第1章「人が人を結び、人が町模様を編む」
人と人とが結ぶことのできるところが品川にはある。それが「おばちゃんち」である。母親同士が互いに子育て等についての情報交換を行ったり、ときには実際の子育てで助け合うこともできる。江戸時代には地域ぐるみで子育てを行った風習がある。地域同士が疎遠となったと叫ばれているが、会を立ち上げることによることにより、その色というのはまだまだ消えていない証拠だろう。

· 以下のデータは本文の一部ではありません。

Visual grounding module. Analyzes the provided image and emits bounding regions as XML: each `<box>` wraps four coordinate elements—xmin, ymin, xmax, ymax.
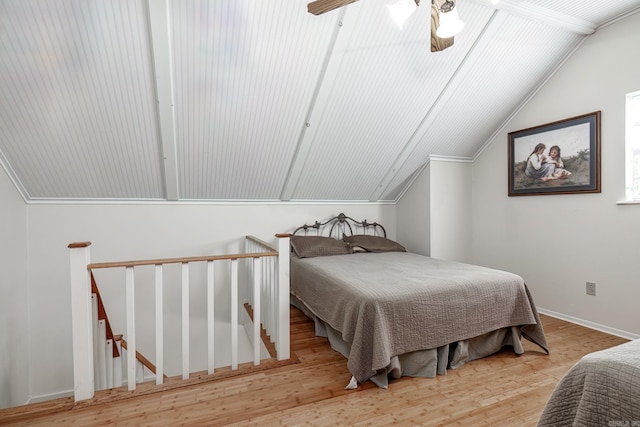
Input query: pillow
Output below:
<box><xmin>342</xmin><ymin>234</ymin><xmax>407</xmax><ymax>252</ymax></box>
<box><xmin>290</xmin><ymin>236</ymin><xmax>352</xmax><ymax>258</ymax></box>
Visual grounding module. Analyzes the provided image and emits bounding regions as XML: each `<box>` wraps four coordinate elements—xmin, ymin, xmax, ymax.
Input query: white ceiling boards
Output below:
<box><xmin>0</xmin><ymin>0</ymin><xmax>640</xmax><ymax>201</ymax></box>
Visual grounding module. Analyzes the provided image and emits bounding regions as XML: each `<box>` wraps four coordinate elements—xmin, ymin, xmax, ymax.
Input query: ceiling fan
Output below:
<box><xmin>307</xmin><ymin>0</ymin><xmax>462</xmax><ymax>52</ymax></box>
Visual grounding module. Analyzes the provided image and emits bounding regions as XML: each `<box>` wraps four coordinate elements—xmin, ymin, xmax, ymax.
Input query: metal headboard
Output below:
<box><xmin>291</xmin><ymin>213</ymin><xmax>387</xmax><ymax>238</ymax></box>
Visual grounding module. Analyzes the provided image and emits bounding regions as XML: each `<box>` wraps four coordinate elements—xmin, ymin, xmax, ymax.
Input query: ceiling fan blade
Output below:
<box><xmin>307</xmin><ymin>0</ymin><xmax>358</xmax><ymax>15</ymax></box>
<box><xmin>431</xmin><ymin>0</ymin><xmax>453</xmax><ymax>52</ymax></box>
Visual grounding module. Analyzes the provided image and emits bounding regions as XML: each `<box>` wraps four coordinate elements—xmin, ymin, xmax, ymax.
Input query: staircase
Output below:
<box><xmin>69</xmin><ymin>235</ymin><xmax>290</xmax><ymax>402</ymax></box>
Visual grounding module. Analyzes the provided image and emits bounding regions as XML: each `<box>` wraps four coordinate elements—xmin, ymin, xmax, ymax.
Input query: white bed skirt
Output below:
<box><xmin>290</xmin><ymin>295</ymin><xmax>524</xmax><ymax>388</ymax></box>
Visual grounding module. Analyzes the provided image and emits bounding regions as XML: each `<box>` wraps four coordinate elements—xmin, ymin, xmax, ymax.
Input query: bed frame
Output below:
<box><xmin>291</xmin><ymin>213</ymin><xmax>387</xmax><ymax>239</ymax></box>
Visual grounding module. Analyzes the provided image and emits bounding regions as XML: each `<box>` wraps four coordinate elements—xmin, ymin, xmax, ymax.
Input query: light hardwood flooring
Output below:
<box><xmin>0</xmin><ymin>308</ymin><xmax>627</xmax><ymax>427</ymax></box>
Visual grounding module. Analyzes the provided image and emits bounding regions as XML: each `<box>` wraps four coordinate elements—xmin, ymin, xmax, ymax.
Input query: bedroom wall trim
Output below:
<box><xmin>538</xmin><ymin>307</ymin><xmax>640</xmax><ymax>340</ymax></box>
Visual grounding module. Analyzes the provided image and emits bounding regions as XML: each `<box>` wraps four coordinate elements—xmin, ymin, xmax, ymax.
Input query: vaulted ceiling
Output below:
<box><xmin>0</xmin><ymin>0</ymin><xmax>640</xmax><ymax>202</ymax></box>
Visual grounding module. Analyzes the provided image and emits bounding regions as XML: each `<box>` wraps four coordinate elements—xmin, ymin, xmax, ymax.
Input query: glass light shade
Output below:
<box><xmin>436</xmin><ymin>7</ymin><xmax>464</xmax><ymax>39</ymax></box>
<box><xmin>387</xmin><ymin>0</ymin><xmax>418</xmax><ymax>29</ymax></box>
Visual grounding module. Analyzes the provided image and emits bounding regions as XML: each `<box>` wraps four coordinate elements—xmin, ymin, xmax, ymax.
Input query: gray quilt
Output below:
<box><xmin>538</xmin><ymin>340</ymin><xmax>640</xmax><ymax>427</ymax></box>
<box><xmin>291</xmin><ymin>252</ymin><xmax>548</xmax><ymax>382</ymax></box>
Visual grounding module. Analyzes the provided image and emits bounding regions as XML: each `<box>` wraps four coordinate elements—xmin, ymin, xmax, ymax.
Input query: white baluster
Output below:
<box><xmin>155</xmin><ymin>264</ymin><xmax>164</xmax><ymax>385</ymax></box>
<box><xmin>125</xmin><ymin>267</ymin><xmax>136</xmax><ymax>391</ymax></box>
<box><xmin>207</xmin><ymin>261</ymin><xmax>216</xmax><ymax>375</ymax></box>
<box><xmin>182</xmin><ymin>262</ymin><xmax>189</xmax><ymax>380</ymax></box>
<box><xmin>68</xmin><ymin>242</ymin><xmax>95</xmax><ymax>402</ymax></box>
<box><xmin>253</xmin><ymin>258</ymin><xmax>262</xmax><ymax>365</ymax></box>
<box><xmin>104</xmin><ymin>339</ymin><xmax>114</xmax><ymax>389</ymax></box>
<box><xmin>96</xmin><ymin>319</ymin><xmax>107</xmax><ymax>390</ymax></box>
<box><xmin>276</xmin><ymin>236</ymin><xmax>291</xmax><ymax>360</ymax></box>
<box><xmin>231</xmin><ymin>259</ymin><xmax>238</xmax><ymax>370</ymax></box>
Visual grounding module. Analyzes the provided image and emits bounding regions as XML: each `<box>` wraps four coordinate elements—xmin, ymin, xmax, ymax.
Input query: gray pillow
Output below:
<box><xmin>290</xmin><ymin>236</ymin><xmax>352</xmax><ymax>258</ymax></box>
<box><xmin>342</xmin><ymin>234</ymin><xmax>407</xmax><ymax>252</ymax></box>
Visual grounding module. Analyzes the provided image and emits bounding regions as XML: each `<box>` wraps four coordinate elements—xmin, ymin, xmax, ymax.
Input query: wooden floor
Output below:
<box><xmin>0</xmin><ymin>308</ymin><xmax>626</xmax><ymax>426</ymax></box>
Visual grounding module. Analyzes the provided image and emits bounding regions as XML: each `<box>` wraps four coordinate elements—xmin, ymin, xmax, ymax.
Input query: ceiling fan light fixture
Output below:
<box><xmin>436</xmin><ymin>0</ymin><xmax>464</xmax><ymax>39</ymax></box>
<box><xmin>387</xmin><ymin>0</ymin><xmax>418</xmax><ymax>29</ymax></box>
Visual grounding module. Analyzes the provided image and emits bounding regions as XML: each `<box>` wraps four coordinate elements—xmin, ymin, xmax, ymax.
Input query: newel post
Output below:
<box><xmin>68</xmin><ymin>242</ymin><xmax>95</xmax><ymax>402</ymax></box>
<box><xmin>276</xmin><ymin>234</ymin><xmax>291</xmax><ymax>360</ymax></box>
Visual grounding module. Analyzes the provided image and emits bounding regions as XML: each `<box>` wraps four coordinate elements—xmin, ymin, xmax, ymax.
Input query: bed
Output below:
<box><xmin>538</xmin><ymin>340</ymin><xmax>640</xmax><ymax>427</ymax></box>
<box><xmin>290</xmin><ymin>214</ymin><xmax>548</xmax><ymax>388</ymax></box>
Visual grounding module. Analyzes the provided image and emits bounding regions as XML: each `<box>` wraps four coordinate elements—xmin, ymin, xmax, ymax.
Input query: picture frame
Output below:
<box><xmin>508</xmin><ymin>111</ymin><xmax>601</xmax><ymax>197</ymax></box>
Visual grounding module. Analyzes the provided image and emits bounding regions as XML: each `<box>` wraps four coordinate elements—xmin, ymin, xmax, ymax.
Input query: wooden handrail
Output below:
<box><xmin>117</xmin><ymin>335</ymin><xmax>167</xmax><ymax>378</ymax></box>
<box><xmin>245</xmin><ymin>235</ymin><xmax>278</xmax><ymax>252</ymax></box>
<box><xmin>90</xmin><ymin>273</ymin><xmax>120</xmax><ymax>357</ymax></box>
<box><xmin>87</xmin><ymin>252</ymin><xmax>278</xmax><ymax>270</ymax></box>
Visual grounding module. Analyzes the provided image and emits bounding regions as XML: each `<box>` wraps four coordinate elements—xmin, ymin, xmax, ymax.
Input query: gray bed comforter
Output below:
<box><xmin>291</xmin><ymin>252</ymin><xmax>548</xmax><ymax>382</ymax></box>
<box><xmin>538</xmin><ymin>340</ymin><xmax>640</xmax><ymax>427</ymax></box>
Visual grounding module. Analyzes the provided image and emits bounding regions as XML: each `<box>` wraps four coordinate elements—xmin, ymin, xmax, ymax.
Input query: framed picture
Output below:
<box><xmin>508</xmin><ymin>111</ymin><xmax>600</xmax><ymax>196</ymax></box>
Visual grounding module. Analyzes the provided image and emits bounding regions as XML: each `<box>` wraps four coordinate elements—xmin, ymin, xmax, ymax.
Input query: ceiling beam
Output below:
<box><xmin>280</xmin><ymin>3</ymin><xmax>360</xmax><ymax>200</ymax></box>
<box><xmin>479</xmin><ymin>0</ymin><xmax>606</xmax><ymax>35</ymax></box>
<box><xmin>148</xmin><ymin>0</ymin><xmax>179</xmax><ymax>200</ymax></box>
<box><xmin>369</xmin><ymin>11</ymin><xmax>506</xmax><ymax>202</ymax></box>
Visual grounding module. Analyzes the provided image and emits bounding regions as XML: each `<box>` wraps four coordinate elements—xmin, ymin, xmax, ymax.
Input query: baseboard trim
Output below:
<box><xmin>25</xmin><ymin>390</ymin><xmax>73</xmax><ymax>405</ymax></box>
<box><xmin>538</xmin><ymin>308</ymin><xmax>640</xmax><ymax>340</ymax></box>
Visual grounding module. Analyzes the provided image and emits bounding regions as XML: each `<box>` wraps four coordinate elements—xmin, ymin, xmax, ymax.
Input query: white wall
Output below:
<box><xmin>472</xmin><ymin>13</ymin><xmax>640</xmax><ymax>338</ymax></box>
<box><xmin>396</xmin><ymin>158</ymin><xmax>472</xmax><ymax>262</ymax></box>
<box><xmin>430</xmin><ymin>159</ymin><xmax>472</xmax><ymax>262</ymax></box>
<box><xmin>396</xmin><ymin>164</ymin><xmax>431</xmax><ymax>256</ymax></box>
<box><xmin>20</xmin><ymin>204</ymin><xmax>396</xmax><ymax>400</ymax></box>
<box><xmin>0</xmin><ymin>167</ymin><xmax>29</xmax><ymax>408</ymax></box>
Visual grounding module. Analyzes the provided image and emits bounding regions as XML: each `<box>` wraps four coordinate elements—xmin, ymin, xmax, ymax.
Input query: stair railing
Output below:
<box><xmin>68</xmin><ymin>234</ymin><xmax>290</xmax><ymax>401</ymax></box>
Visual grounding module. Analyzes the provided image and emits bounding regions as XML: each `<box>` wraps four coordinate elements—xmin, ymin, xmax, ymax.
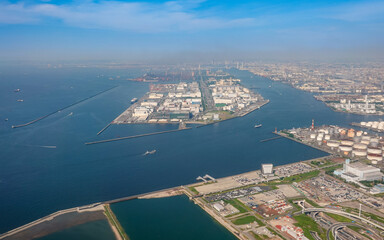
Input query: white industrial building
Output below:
<box><xmin>340</xmin><ymin>159</ymin><xmax>383</xmax><ymax>181</ymax></box>
<box><xmin>261</xmin><ymin>163</ymin><xmax>273</xmax><ymax>176</ymax></box>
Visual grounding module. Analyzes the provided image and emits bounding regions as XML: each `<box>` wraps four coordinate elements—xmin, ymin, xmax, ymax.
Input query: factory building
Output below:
<box><xmin>340</xmin><ymin>159</ymin><xmax>383</xmax><ymax>181</ymax></box>
<box><xmin>261</xmin><ymin>163</ymin><xmax>273</xmax><ymax>176</ymax></box>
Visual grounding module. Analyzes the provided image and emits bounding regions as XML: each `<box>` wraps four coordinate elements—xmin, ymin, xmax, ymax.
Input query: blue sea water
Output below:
<box><xmin>111</xmin><ymin>195</ymin><xmax>237</xmax><ymax>240</ymax></box>
<box><xmin>0</xmin><ymin>64</ymin><xmax>377</xmax><ymax>233</ymax></box>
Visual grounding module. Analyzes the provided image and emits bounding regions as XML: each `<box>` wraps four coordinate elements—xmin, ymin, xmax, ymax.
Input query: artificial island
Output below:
<box><xmin>112</xmin><ymin>71</ymin><xmax>269</xmax><ymax>124</ymax></box>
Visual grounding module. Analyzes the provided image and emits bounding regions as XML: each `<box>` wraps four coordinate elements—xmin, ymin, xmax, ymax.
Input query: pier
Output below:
<box><xmin>85</xmin><ymin>127</ymin><xmax>192</xmax><ymax>145</ymax></box>
<box><xmin>260</xmin><ymin>136</ymin><xmax>282</xmax><ymax>142</ymax></box>
<box><xmin>12</xmin><ymin>86</ymin><xmax>117</xmax><ymax>128</ymax></box>
<box><xmin>97</xmin><ymin>122</ymin><xmax>112</xmax><ymax>136</ymax></box>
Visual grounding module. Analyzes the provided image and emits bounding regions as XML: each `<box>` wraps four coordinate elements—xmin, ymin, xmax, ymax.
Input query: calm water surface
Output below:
<box><xmin>0</xmin><ymin>65</ymin><xmax>377</xmax><ymax>232</ymax></box>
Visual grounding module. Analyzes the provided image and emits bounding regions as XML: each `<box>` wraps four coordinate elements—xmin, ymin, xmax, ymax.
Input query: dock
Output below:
<box><xmin>260</xmin><ymin>136</ymin><xmax>283</xmax><ymax>142</ymax></box>
<box><xmin>12</xmin><ymin>86</ymin><xmax>117</xmax><ymax>128</ymax></box>
<box><xmin>85</xmin><ymin>127</ymin><xmax>192</xmax><ymax>145</ymax></box>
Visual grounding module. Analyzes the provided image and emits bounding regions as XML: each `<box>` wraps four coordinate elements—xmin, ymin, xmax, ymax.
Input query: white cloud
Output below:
<box><xmin>0</xmin><ymin>1</ymin><xmax>256</xmax><ymax>32</ymax></box>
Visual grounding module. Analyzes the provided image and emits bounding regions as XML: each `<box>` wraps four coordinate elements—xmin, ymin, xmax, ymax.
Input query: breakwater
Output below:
<box><xmin>12</xmin><ymin>86</ymin><xmax>117</xmax><ymax>128</ymax></box>
<box><xmin>85</xmin><ymin>128</ymin><xmax>192</xmax><ymax>145</ymax></box>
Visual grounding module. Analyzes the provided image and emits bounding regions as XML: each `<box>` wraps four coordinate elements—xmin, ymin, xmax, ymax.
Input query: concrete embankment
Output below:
<box><xmin>12</xmin><ymin>86</ymin><xmax>117</xmax><ymax>128</ymax></box>
<box><xmin>85</xmin><ymin>128</ymin><xmax>191</xmax><ymax>145</ymax></box>
<box><xmin>0</xmin><ymin>203</ymin><xmax>105</xmax><ymax>240</ymax></box>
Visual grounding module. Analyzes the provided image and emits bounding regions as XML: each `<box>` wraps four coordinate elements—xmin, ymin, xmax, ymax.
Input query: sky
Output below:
<box><xmin>0</xmin><ymin>0</ymin><xmax>384</xmax><ymax>62</ymax></box>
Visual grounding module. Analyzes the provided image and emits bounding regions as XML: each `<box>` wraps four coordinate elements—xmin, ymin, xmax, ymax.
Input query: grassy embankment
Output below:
<box><xmin>104</xmin><ymin>204</ymin><xmax>129</xmax><ymax>240</ymax></box>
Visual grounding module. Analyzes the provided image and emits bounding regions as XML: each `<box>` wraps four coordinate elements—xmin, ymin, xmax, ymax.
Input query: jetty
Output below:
<box><xmin>12</xmin><ymin>86</ymin><xmax>117</xmax><ymax>128</ymax></box>
<box><xmin>85</xmin><ymin>127</ymin><xmax>192</xmax><ymax>145</ymax></box>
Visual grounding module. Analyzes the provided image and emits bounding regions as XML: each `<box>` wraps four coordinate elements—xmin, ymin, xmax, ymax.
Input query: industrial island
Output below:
<box><xmin>0</xmin><ymin>123</ymin><xmax>384</xmax><ymax>240</ymax></box>
<box><xmin>112</xmin><ymin>71</ymin><xmax>269</xmax><ymax>124</ymax></box>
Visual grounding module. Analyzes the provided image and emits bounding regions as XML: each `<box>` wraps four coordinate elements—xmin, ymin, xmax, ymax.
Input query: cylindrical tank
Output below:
<box><xmin>341</xmin><ymin>139</ymin><xmax>354</xmax><ymax>146</ymax></box>
<box><xmin>339</xmin><ymin>145</ymin><xmax>352</xmax><ymax>152</ymax></box>
<box><xmin>353</xmin><ymin>143</ymin><xmax>367</xmax><ymax>149</ymax></box>
<box><xmin>327</xmin><ymin>141</ymin><xmax>340</xmax><ymax>147</ymax></box>
<box><xmin>367</xmin><ymin>147</ymin><xmax>382</xmax><ymax>155</ymax></box>
<box><xmin>310</xmin><ymin>133</ymin><xmax>316</xmax><ymax>139</ymax></box>
<box><xmin>361</xmin><ymin>136</ymin><xmax>371</xmax><ymax>141</ymax></box>
<box><xmin>367</xmin><ymin>153</ymin><xmax>383</xmax><ymax>161</ymax></box>
<box><xmin>352</xmin><ymin>149</ymin><xmax>367</xmax><ymax>157</ymax></box>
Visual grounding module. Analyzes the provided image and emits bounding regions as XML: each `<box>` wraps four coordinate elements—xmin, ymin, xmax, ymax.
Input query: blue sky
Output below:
<box><xmin>0</xmin><ymin>0</ymin><xmax>384</xmax><ymax>60</ymax></box>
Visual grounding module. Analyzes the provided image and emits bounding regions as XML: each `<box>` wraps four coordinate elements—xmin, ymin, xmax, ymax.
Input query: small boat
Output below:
<box><xmin>144</xmin><ymin>149</ymin><xmax>156</xmax><ymax>156</ymax></box>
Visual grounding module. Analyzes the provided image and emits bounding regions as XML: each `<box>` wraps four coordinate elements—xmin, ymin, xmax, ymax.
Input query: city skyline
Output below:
<box><xmin>0</xmin><ymin>0</ymin><xmax>384</xmax><ymax>61</ymax></box>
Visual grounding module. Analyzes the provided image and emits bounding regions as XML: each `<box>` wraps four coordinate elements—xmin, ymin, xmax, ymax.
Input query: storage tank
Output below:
<box><xmin>367</xmin><ymin>147</ymin><xmax>382</xmax><ymax>155</ymax></box>
<box><xmin>327</xmin><ymin>141</ymin><xmax>340</xmax><ymax>148</ymax></box>
<box><xmin>371</xmin><ymin>138</ymin><xmax>379</xmax><ymax>143</ymax></box>
<box><xmin>353</xmin><ymin>143</ymin><xmax>367</xmax><ymax>149</ymax></box>
<box><xmin>339</xmin><ymin>145</ymin><xmax>352</xmax><ymax>152</ymax></box>
<box><xmin>367</xmin><ymin>153</ymin><xmax>383</xmax><ymax>161</ymax></box>
<box><xmin>352</xmin><ymin>149</ymin><xmax>367</xmax><ymax>157</ymax></box>
<box><xmin>310</xmin><ymin>133</ymin><xmax>316</xmax><ymax>139</ymax></box>
<box><xmin>341</xmin><ymin>139</ymin><xmax>354</xmax><ymax>146</ymax></box>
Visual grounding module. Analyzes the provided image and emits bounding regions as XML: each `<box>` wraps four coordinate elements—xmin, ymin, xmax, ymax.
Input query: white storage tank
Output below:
<box><xmin>367</xmin><ymin>153</ymin><xmax>383</xmax><ymax>161</ymax></box>
<box><xmin>339</xmin><ymin>145</ymin><xmax>352</xmax><ymax>152</ymax></box>
<box><xmin>310</xmin><ymin>133</ymin><xmax>316</xmax><ymax>139</ymax></box>
<box><xmin>367</xmin><ymin>147</ymin><xmax>382</xmax><ymax>155</ymax></box>
<box><xmin>327</xmin><ymin>141</ymin><xmax>340</xmax><ymax>148</ymax></box>
<box><xmin>352</xmin><ymin>149</ymin><xmax>367</xmax><ymax>157</ymax></box>
<box><xmin>341</xmin><ymin>139</ymin><xmax>354</xmax><ymax>146</ymax></box>
<box><xmin>353</xmin><ymin>143</ymin><xmax>367</xmax><ymax>149</ymax></box>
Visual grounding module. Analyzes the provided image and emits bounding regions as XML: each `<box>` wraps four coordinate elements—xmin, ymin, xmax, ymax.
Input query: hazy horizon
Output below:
<box><xmin>0</xmin><ymin>0</ymin><xmax>384</xmax><ymax>63</ymax></box>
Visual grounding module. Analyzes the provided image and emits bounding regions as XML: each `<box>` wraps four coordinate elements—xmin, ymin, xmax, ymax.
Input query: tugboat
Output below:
<box><xmin>144</xmin><ymin>149</ymin><xmax>156</xmax><ymax>156</ymax></box>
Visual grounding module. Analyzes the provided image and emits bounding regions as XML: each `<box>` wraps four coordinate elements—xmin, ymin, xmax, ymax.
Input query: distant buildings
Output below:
<box><xmin>334</xmin><ymin>159</ymin><xmax>383</xmax><ymax>182</ymax></box>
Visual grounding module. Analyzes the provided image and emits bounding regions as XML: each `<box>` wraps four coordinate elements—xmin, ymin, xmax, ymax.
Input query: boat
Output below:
<box><xmin>144</xmin><ymin>149</ymin><xmax>156</xmax><ymax>156</ymax></box>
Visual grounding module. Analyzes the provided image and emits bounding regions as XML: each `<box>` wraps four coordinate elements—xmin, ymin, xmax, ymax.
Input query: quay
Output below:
<box><xmin>85</xmin><ymin>127</ymin><xmax>192</xmax><ymax>145</ymax></box>
<box><xmin>12</xmin><ymin>86</ymin><xmax>117</xmax><ymax>128</ymax></box>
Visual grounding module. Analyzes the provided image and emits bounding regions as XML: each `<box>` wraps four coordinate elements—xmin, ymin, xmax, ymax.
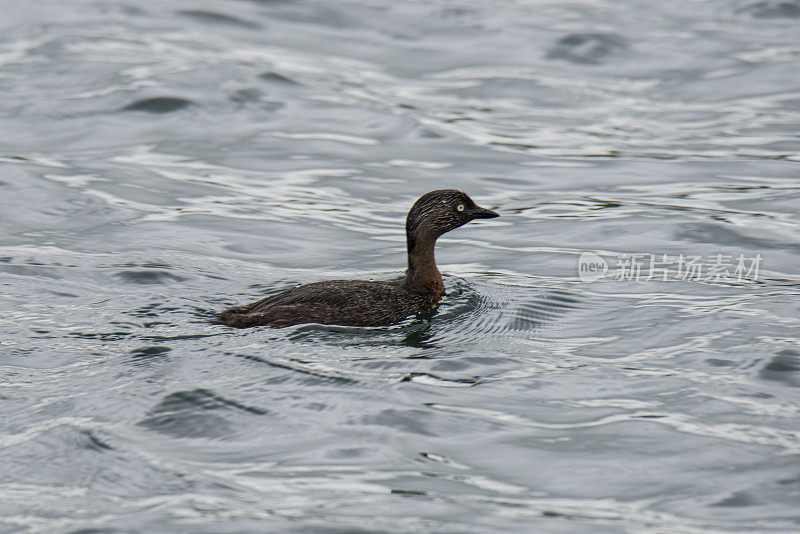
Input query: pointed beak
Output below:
<box><xmin>469</xmin><ymin>206</ymin><xmax>500</xmax><ymax>219</ymax></box>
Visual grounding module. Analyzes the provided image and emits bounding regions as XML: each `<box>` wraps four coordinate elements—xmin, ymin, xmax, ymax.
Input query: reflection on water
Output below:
<box><xmin>0</xmin><ymin>0</ymin><xmax>800</xmax><ymax>533</ymax></box>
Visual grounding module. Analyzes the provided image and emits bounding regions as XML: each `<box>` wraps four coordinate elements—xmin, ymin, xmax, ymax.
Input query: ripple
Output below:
<box><xmin>547</xmin><ymin>33</ymin><xmax>628</xmax><ymax>65</ymax></box>
<box><xmin>122</xmin><ymin>96</ymin><xmax>195</xmax><ymax>114</ymax></box>
<box><xmin>177</xmin><ymin>9</ymin><xmax>261</xmax><ymax>30</ymax></box>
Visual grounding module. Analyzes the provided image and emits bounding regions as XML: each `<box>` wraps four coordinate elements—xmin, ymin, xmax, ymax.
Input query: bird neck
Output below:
<box><xmin>403</xmin><ymin>236</ymin><xmax>444</xmax><ymax>298</ymax></box>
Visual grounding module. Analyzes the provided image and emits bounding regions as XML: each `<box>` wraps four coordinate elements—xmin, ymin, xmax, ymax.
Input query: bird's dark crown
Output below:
<box><xmin>406</xmin><ymin>189</ymin><xmax>498</xmax><ymax>251</ymax></box>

第2章「「子ども」「子育て」でつながるおばちゃんたち」
第3章「仲間がいるから一人ひとりが元気」
第4章「子供が育つ、人が育つ、街が育つ」
「おばちゃんち」では子育てを行いながら主婦として、母親としてどうあるべきかの勉強会も行っている。地域ぐるみでの子育て、と母親としての育成の両方を担っている。ここでは各々ある「主婦の知恵」というのを交換・共有し合う場所としてこの「おばちゃんち」というのがある。「おばちゃんち」というのも様々な団体が派生してできている、例えて挙げると、

「しながわチャイルドライン」
「品川子供劇場」
「お産バンザイ」

子育てばかりではなく、お産や預かりあい、交流と言ったところまで様々な組織がある。これらの章で取り上げたのはごく一部であるが、紹介しきれなかった部分も含めて巻末にラインナップしてあるので、品川に住んでいて子育て等に困っているお母様がいらっしゃったら是非見ていただきたいものである。人と会うものだけではなく情報誌やポータルサイトもあるのでまずはそこからといってもいいだろう。

終章「「みんなで子育て」の街づくりのために」
本書を見ると品川はおそらく子育てや母親の交流がもっとも盛んと言える。本書で取り上げたからという短絡的な理由に過ぎないが、こういったコミュニティというのが品川のみならず、東京、関東、そして日本全国にわたったら、国が「少子化対策」するまでもなく母親たちの力でその問題を解決できると言ってもいい。最近は子供を育てられない親や子供を甘やかしすぎる親が多い。子育てをしたらいいのか分からずにそのまま放っておくというのは生んだ親として最低なことである。それに皆が皆最初から子育てや主婦業が上手いわけではない。数多くの試行錯誤とほかの主婦との交流によって形成されていった。そう考えると母親の役割を学ぶためにまず何をすればいいのかというのはこういった交流会に行くこと、そうでなくともお互いに学ぼうという仲間をつくること、そのことによってお互いに協力をして子育てをすることではないだろうか。日本の集団意識は今では悪い意味として捉えがちになっている。しかし上記のような集団意識は知識やノウハウ、といった観点や認識の観点から非常にいい意味での意識であると私は思う。